When the war started, many outside observers — myself included — believed that the longer the fighting lasted, the more recruits AQAP would gain and the greater a threat it would become. We were half-right. The fighting has increased AQAP’s numbers but hasn’t made the group more of a threat to the West.  The domestic insurgency side of AQAP is thriving, but the international terrorist side has withered. This is also why the U.N.’s estimate of 6,000-7,000 members is accurate but misleading. By conflating AQAP’s two sides into a single snapshot, we misrepresent the group as well as the threat it represents.

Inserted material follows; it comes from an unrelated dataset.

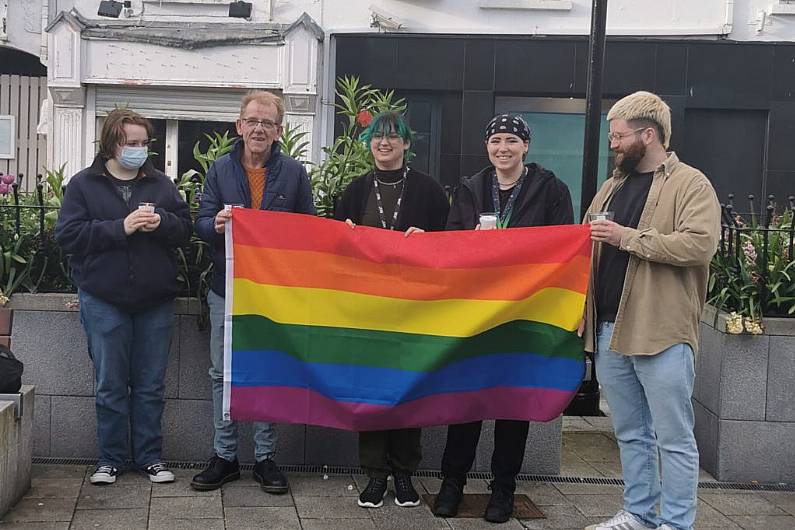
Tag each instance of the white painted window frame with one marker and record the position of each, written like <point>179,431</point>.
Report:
<point>8,149</point>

AQAP is both a domestic insurgency and an international terrorist organization, and it has to be combated as such. U.S. strikes and the allure of ISIL have combined to weaken the international side, but as ISIL retreats and the fighting in Yemen continues, these losses can easily be regained. In a sense, one of the two streams feeding AQAP has been cut off, but what is needed now is to shut down the other. Without eradicating what is left of AQAP, its domestic insurgency side, there remains a risk that the group will be able to resurrect its international terrorist side.

In many ways, defeating the domestic insurgency requires more nuance and tact than crippling the international terrorist side. It can’t be done through drone strikes and SEAL raids. Many of the Yemenis who have joined AQAP are also members of local tribes. Rather than simply taking these local fighters out, what is needed is the creation of off-ramps to get them out of the organization.

The Associated Press recently reported that the United Arab Emirates has been either paying members of AQAP not to fight or hiring them to fight alongside U.A.E.-backed forces. Giving cash to the organization would be problematic, but assuming the United Arab Emirates was only handing out money to local foot soldiers to flip allegiances, that is something different and worth examining more closely. In a cash-strapped society like Yemen, particularly one in the midst of multiple overlapping wars, armed men often gravitate to the highest bidder. Flipping those who can be flipped will go a long way toward shutting down AQAP’s local recruiting stream.

Contrary to the picture painted by the numbers, AQAP is the weakest it has ever been. Decimated by drone strikes and challenged by rivals, its international terrorist side is a shadow of its former self. Only its domestic insurgency side — bolstered by Yemen’s messy war — is growing. If this side can be reduced and contained, AQAP can be defeated. But if it is allowed to remain and continue to grow, the group may be able to resurrect the international side of its organization and become a global terrorist threat once more.


Gregory D. Johnsen is a resident scholar at the Arabia Foundation and the author of The Last Refuge: Yemen, al-Qaeda, and America’s War in Arabia. From 2016 to 2018 he was a member of the Yemen Panel of Experts for the U.N. Security Council.